Image Credit: shuttershock.com

Image Credit: shuttershock.com

The Center for iPS Cell Research and Application (CiRA) at Kyoto University and Takeda Pharmaceutical Company Limited (“Takeda”) have announced that a novel induced pluripotent stem (iPS) cell-derived chimeric antigen receptor (CAR) T-cell therapy (iCART) has been transferred from their T-CiRA research collaboration to Takeda as the program begins process development toward clinical testing.

Under the terms of the T-CiRA agreement, Takeda has the global rights to develop and commercialize the iCART product and CiRA will receive development and approval milestones. The teams will continue to collaborate as they prepare the iCART program for a clinical trial in 2021.
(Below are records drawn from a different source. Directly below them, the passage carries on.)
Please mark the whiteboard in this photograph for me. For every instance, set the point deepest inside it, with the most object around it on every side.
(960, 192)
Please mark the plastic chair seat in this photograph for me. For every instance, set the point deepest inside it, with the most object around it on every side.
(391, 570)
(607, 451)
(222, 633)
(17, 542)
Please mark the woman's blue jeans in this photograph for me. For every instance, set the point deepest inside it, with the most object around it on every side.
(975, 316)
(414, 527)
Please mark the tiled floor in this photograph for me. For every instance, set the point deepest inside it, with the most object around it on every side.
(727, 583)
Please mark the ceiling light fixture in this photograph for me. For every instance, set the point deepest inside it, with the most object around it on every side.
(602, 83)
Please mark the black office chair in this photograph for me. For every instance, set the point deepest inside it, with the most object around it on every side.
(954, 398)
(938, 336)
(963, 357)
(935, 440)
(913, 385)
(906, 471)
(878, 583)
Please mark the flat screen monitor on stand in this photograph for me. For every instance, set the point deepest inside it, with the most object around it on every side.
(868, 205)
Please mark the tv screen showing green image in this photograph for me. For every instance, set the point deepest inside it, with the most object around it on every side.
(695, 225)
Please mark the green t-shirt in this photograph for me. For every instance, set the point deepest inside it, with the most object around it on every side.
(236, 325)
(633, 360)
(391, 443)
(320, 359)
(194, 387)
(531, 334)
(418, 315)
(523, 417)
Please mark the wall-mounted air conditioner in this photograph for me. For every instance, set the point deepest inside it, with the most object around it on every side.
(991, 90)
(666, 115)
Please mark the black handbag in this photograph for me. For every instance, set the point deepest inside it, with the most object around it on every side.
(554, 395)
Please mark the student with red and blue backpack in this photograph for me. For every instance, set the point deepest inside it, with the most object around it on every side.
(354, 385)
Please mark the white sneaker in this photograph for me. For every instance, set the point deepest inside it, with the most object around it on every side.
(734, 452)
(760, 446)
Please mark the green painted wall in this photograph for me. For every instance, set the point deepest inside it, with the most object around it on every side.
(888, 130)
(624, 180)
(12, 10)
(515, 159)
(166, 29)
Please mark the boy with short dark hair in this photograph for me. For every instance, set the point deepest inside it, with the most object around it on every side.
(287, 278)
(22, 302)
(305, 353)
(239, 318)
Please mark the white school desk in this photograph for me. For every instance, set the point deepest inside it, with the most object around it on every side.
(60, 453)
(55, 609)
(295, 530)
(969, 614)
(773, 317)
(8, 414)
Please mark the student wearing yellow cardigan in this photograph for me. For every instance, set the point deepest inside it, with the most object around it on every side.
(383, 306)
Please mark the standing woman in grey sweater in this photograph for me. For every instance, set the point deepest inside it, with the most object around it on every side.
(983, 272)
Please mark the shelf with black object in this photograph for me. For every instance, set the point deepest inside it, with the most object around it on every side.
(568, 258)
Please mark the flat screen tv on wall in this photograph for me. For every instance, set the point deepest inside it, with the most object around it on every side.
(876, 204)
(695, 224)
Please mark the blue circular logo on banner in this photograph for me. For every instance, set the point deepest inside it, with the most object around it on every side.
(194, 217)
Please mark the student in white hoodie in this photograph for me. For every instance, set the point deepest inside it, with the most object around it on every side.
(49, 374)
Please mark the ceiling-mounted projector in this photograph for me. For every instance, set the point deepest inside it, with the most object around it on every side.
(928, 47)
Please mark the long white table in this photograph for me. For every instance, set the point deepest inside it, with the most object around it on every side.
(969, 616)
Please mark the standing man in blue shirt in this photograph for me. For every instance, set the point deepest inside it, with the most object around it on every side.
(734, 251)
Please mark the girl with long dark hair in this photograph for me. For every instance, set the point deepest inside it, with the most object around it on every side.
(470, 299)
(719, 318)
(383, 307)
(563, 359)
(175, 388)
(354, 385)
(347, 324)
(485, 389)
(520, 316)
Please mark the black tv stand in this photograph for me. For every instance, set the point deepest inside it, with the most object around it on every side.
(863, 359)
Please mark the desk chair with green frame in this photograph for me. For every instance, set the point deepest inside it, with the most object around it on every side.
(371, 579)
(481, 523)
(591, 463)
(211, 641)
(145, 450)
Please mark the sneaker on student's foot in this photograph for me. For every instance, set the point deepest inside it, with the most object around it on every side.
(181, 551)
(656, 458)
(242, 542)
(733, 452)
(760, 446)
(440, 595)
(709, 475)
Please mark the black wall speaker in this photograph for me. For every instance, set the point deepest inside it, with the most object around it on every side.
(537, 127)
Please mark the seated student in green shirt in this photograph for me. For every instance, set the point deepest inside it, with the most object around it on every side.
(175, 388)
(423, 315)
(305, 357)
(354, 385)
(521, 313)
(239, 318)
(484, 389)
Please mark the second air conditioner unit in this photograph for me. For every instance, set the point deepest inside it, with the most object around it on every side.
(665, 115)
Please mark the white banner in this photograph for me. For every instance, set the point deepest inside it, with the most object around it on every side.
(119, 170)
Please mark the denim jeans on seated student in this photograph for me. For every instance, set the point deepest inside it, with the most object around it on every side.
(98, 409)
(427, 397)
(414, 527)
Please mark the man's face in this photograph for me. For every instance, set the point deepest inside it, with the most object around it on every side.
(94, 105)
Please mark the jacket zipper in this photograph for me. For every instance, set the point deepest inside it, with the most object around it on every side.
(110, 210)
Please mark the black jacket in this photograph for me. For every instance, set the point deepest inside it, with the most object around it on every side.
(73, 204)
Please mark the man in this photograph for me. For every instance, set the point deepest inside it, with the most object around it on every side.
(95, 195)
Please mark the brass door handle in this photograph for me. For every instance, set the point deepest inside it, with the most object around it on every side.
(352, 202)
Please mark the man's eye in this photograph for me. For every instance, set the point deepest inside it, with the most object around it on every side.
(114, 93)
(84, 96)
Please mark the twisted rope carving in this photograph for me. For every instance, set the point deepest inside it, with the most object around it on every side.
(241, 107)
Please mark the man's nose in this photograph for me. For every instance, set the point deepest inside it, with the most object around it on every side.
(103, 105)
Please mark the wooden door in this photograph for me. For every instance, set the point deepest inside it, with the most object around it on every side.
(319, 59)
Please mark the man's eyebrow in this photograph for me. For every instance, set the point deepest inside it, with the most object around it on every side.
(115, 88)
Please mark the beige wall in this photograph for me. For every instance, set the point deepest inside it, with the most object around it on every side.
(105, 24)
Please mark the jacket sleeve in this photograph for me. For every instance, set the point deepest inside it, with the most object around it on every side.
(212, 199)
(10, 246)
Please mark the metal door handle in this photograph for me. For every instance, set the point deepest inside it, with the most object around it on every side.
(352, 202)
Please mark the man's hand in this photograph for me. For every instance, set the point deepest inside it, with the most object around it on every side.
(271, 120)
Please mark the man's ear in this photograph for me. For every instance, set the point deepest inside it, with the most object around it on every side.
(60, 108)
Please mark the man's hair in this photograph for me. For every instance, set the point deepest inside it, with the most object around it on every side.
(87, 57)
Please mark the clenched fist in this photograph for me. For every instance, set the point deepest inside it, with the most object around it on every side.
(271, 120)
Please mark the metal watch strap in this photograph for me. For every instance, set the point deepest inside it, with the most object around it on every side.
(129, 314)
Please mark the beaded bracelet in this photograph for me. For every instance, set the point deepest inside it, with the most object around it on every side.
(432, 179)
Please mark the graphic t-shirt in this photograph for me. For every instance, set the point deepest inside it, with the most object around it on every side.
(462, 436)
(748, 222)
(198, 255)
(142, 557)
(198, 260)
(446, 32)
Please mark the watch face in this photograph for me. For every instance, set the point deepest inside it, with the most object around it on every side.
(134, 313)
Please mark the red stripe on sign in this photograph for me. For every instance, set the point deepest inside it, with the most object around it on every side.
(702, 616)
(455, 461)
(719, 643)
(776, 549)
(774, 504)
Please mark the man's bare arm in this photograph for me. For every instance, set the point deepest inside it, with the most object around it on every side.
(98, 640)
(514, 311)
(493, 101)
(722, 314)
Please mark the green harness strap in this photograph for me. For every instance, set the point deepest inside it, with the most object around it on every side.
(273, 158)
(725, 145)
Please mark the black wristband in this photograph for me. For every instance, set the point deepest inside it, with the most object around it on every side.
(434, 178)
Autologous CAR T-cell therapy is a type of immunotherapy that uses a patient’s own genetically modified T-cells to find and kill cancer cells. Because first-generation autologous CAR-T therapies are created from the blood of each individual patient, it is a slow and expensive process.
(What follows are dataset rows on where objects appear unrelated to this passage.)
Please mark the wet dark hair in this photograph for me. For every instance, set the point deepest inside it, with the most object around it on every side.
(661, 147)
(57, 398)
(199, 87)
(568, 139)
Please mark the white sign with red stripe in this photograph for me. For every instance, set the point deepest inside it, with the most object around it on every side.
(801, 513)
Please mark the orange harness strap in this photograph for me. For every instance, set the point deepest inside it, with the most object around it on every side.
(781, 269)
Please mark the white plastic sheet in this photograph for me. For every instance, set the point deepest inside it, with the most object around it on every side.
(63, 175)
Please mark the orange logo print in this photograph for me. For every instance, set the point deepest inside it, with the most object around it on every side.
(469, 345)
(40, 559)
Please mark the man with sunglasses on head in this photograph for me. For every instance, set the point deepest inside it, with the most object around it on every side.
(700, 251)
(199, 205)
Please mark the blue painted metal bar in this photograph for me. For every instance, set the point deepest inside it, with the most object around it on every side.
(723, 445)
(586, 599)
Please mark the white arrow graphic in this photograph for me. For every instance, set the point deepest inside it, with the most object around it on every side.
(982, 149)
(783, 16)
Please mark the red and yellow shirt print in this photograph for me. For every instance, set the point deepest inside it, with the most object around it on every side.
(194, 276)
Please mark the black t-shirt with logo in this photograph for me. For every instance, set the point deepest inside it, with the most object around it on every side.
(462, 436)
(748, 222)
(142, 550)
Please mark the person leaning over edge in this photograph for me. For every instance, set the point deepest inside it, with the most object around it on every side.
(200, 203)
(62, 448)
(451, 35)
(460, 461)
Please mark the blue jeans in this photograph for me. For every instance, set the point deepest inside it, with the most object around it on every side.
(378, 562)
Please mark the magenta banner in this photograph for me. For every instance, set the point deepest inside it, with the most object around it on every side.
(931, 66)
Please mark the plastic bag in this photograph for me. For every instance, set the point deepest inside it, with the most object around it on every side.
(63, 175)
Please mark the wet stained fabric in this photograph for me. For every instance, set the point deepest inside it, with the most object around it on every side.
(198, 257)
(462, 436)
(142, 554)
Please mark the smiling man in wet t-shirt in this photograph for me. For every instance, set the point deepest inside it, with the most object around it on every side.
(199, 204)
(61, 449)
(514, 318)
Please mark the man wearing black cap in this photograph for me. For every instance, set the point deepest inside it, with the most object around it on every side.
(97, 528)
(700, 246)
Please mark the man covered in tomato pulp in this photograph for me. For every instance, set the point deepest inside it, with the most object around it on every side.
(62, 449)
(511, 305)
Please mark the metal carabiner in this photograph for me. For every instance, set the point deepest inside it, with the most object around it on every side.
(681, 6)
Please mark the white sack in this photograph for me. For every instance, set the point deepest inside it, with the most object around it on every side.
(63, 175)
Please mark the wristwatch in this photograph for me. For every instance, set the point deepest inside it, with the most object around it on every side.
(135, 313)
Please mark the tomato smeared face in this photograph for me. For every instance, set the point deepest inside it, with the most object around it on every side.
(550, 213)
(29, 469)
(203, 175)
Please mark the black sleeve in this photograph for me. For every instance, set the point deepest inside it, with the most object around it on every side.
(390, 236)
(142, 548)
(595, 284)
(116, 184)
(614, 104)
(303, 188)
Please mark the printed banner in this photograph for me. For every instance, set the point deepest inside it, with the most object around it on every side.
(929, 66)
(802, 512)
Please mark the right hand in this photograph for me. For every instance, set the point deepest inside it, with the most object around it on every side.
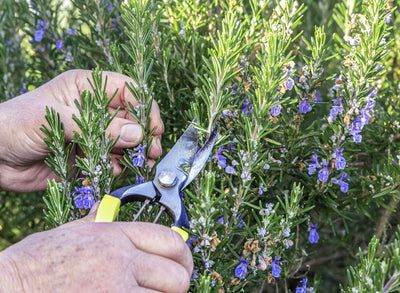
(83, 256)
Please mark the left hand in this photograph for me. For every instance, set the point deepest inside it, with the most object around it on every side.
(22, 149)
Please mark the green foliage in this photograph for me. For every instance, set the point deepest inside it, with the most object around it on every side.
(306, 102)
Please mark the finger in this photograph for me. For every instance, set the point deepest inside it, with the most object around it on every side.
(130, 133)
(155, 148)
(165, 276)
(159, 240)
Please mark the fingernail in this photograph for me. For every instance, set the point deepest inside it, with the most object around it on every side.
(131, 133)
(158, 142)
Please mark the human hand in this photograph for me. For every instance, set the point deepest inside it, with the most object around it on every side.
(22, 149)
(98, 257)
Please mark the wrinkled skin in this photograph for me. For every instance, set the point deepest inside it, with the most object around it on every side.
(83, 256)
(22, 150)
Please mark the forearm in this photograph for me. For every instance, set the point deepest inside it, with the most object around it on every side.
(10, 280)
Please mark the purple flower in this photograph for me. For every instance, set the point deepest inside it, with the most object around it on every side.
(275, 111)
(230, 170)
(344, 186)
(355, 129)
(289, 83)
(276, 269)
(191, 242)
(138, 158)
(39, 35)
(109, 7)
(139, 180)
(317, 98)
(314, 165)
(233, 88)
(365, 116)
(304, 106)
(357, 138)
(227, 113)
(221, 158)
(388, 18)
(313, 237)
(85, 198)
(241, 269)
(303, 288)
(221, 220)
(323, 174)
(69, 31)
(370, 101)
(40, 24)
(340, 160)
(240, 225)
(59, 45)
(247, 107)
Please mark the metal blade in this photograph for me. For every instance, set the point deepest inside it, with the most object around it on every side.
(182, 153)
(201, 157)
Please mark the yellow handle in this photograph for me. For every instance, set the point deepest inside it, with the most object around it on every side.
(108, 209)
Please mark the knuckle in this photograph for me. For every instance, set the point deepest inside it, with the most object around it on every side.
(181, 280)
(179, 245)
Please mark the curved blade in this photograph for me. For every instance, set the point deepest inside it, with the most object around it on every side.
(182, 154)
(201, 157)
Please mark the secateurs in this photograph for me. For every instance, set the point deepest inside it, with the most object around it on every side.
(175, 171)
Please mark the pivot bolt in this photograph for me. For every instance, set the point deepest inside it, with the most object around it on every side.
(167, 178)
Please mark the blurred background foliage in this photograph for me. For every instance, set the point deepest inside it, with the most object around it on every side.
(91, 33)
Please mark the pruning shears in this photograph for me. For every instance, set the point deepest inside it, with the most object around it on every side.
(174, 173)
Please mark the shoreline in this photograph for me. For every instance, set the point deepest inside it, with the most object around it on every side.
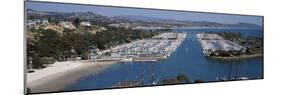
(236, 57)
(55, 78)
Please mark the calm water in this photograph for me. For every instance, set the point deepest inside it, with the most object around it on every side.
(187, 59)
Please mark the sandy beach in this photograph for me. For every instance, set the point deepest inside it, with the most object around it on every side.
(60, 74)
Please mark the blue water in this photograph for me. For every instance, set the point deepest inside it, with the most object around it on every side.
(187, 59)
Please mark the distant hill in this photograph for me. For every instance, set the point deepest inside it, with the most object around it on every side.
(138, 20)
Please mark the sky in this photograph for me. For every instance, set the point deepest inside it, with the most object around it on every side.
(117, 11)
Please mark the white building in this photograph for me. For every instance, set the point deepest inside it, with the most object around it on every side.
(68, 25)
(85, 24)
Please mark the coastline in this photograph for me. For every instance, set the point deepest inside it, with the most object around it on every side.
(61, 74)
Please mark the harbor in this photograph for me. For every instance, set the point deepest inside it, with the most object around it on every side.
(187, 59)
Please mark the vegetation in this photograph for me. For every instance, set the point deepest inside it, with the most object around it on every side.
(44, 46)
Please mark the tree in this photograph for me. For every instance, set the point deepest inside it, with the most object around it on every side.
(77, 21)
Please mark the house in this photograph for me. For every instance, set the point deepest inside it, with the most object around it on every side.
(85, 24)
(68, 25)
(45, 22)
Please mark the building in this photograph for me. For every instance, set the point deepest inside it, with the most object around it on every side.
(68, 25)
(85, 24)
Developed by CiRA’s Shin Kaneko, M.D., Ph.D., who will remain involved as a Takeda advisor, the iCART program uses a clonal master iPS cell bank to create off-the-shelf CAR-T therapies that can be tailored to each patient on demand. The goal is to develop a process that is highly scalable – capable of creating very large quantities of homogenous doses from a single master cell bank – and less costly than first generation CAR-Ts. In vivo pre-clinical studies demonstrated robust antitumor efficacy with a CD19-targeted iCART.

T-CiRA was established in 2015 as a 10-year joint research program between CiRA and Takeda. Under the direction of Dr. Yamanaka Takeda is providing 20 billion yen in collaborative funding and is jointly running multiple projects led by researchers invited from CiRA, and other research institutes. As part of the ongoing collaboration, T-CiRA conducts cutting-edge research in the clinical application of iPS cells in areas including immuno-oncology, heart failure, diabetes mellitus, neuro-psychiatric disorders, and intractable muscle diseases at Takeda’s Shonan Health Innovation Park.